Fu questo che fece riscuotere André, finalmente tornato in sé e sconcertato per quello che aveva fatto. Il pezzo di stoffa cadde della sue mani mentre calde lacrime cominciarono a scorrergli lungo il viso.

«Ti prego, perdonami Oscar. Giuro su Dio che non ti farò mai più una cosa come questa»

E, così dicendo, coprì la donna, in posizione fetale, ancora tremante, con il lenzuolo. Si allontanò da lei ma, prima di lasciare la camera, stavolta fu lui a parlare senza avere il coraggio di guardarla, perché quello che stava per dire non giustificava l’azione che aveva appena compiuto, e per la quale avrebbe provato sempre un’indicibile vergogna.

«Una rosa.. non potrà mai essere un lillà. Ascolta Oscar, non potrai mai cancellare di essere nata donna..»

Sapeva che lei lo stava ascoltando, perché le stava dando la risposta al suo interrogativo, e allora aggiunse:

«Per vent’anni ho vissuto con te.. e ho provato dell’affetto per te.. solo per te.. io ti amo Oscar. Credo.. di averti sempre amato..»

E, così dicendo, lasciò le sue stanze.

 

Fine Parte Quarta

Cetty (mail to: cetty_chan@virgilio.it ) 


 

[1] È proprio vero che ogni volta che guardo l’anime o leggo il manga, riesco a percepire aspetti di cui non mi ero accorta prima. Non ho mai posto, forse, l’attenzione giusta su questo sfogo di André presente nell’episodio 8, anche se rimango del parere che egli non sappia ancora di amare Oscar. E penso che il conte di Fersen, in quest’occasione, qualche idea strana se la sia fatta ^^.

[2] E qui l’autrice, inevitabilmente, dice piuttosto chiaramente il suo punto di vista ^^.

[3] Non ho mai capito perché André risponda con tanto stupore ad una domanda così stupida come “Ho deciso cosa essere”, visto che Oscar è una donna e André è il primo a tenerlo sempre presente (vedi ep. 1). Al che ho deciso di confrontare l’edizione italiana con quella giapponese. Lo stupore di André deriva da un’affermazione di Oscar di tutt’altra natura, in cui dice “Sono cresciuta come un uomo.
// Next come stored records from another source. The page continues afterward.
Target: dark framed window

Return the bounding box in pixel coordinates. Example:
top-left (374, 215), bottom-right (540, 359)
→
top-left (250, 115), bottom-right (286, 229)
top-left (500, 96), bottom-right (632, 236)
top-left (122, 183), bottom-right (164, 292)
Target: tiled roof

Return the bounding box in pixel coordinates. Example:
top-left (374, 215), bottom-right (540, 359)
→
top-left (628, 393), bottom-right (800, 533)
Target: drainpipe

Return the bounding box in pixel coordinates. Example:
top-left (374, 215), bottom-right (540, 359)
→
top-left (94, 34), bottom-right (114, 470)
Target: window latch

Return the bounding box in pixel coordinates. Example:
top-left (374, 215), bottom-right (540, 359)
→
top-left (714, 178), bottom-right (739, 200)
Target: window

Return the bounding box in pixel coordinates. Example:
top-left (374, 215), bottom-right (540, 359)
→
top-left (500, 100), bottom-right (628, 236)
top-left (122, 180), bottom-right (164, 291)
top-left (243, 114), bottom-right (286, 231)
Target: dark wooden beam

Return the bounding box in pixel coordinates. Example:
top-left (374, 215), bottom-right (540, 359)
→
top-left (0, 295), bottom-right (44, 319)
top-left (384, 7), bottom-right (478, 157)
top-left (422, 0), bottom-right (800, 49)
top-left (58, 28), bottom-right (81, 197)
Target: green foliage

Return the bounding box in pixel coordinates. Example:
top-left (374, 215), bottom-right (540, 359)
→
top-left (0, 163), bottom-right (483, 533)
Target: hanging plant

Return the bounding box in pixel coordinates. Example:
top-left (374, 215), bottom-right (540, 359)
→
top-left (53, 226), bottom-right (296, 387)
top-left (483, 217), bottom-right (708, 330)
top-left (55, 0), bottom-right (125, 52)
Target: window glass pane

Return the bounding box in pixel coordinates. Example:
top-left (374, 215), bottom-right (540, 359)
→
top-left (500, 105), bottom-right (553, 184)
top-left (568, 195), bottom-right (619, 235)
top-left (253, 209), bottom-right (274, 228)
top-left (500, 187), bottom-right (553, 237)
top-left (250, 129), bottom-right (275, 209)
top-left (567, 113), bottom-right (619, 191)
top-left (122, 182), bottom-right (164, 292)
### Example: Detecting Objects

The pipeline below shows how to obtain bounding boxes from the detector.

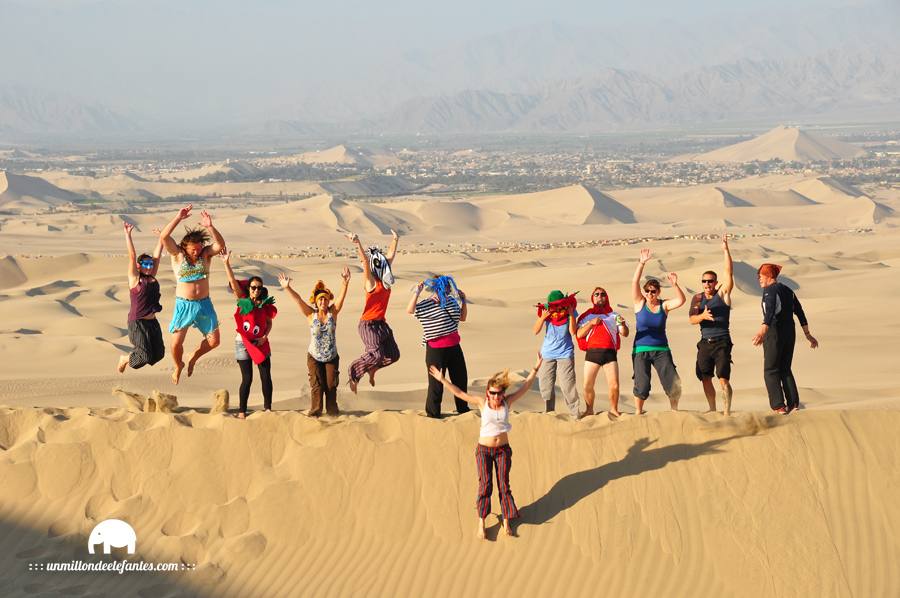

Non c’è niente di sbagliato se trascorro il resto della mia vita come un uomo” e, infine “Questo è il motivo per cui voglio lasciare la guardia reale”. E André non dice “Dici davvero Oscar?” ma un semplice “Oscar..!”, spaventato, dalla scelta di Oscar di rinunciare completamente alla sua femminilità. Ci tenevo a specificarlo anche se ho comunque deciso di lasciare il dialogo nella versione italiana.

[4] Mi riferisco all’episodio 1 quando André dice: “Ma una cosa devi permettermi di dirtela e giuro che in seguito non te ne parlerò mai più. Oscar, non è ancora troppo tardi. Fermati e diventa una donna”.

[5] Si lo so che tra questo, tra la piccola libertà che mi sono presa nel capitolo 1 relativo a “Cuore di Donna”, sembra che io voglia descrivere un André un po’ fuori dagli schemi. Spero che le “puriste” non me ne vogliano, ma ho cercato di essere il più realista possibile.

[6] Su questa frase ci sarebbero due possibili significati. “Che cosa vuoi provare” potrebbe significare “Cosa vuoi provare con me questa notte” oppure “Cosa vuoi farmi capire”. Nella versione originale Oscar dice: “Allora, cosa hai intenzione di fare con me, André?” il che mi fa pensare alla prima ipotesi, anche se per anni sono stata sempre propensa per la seconda.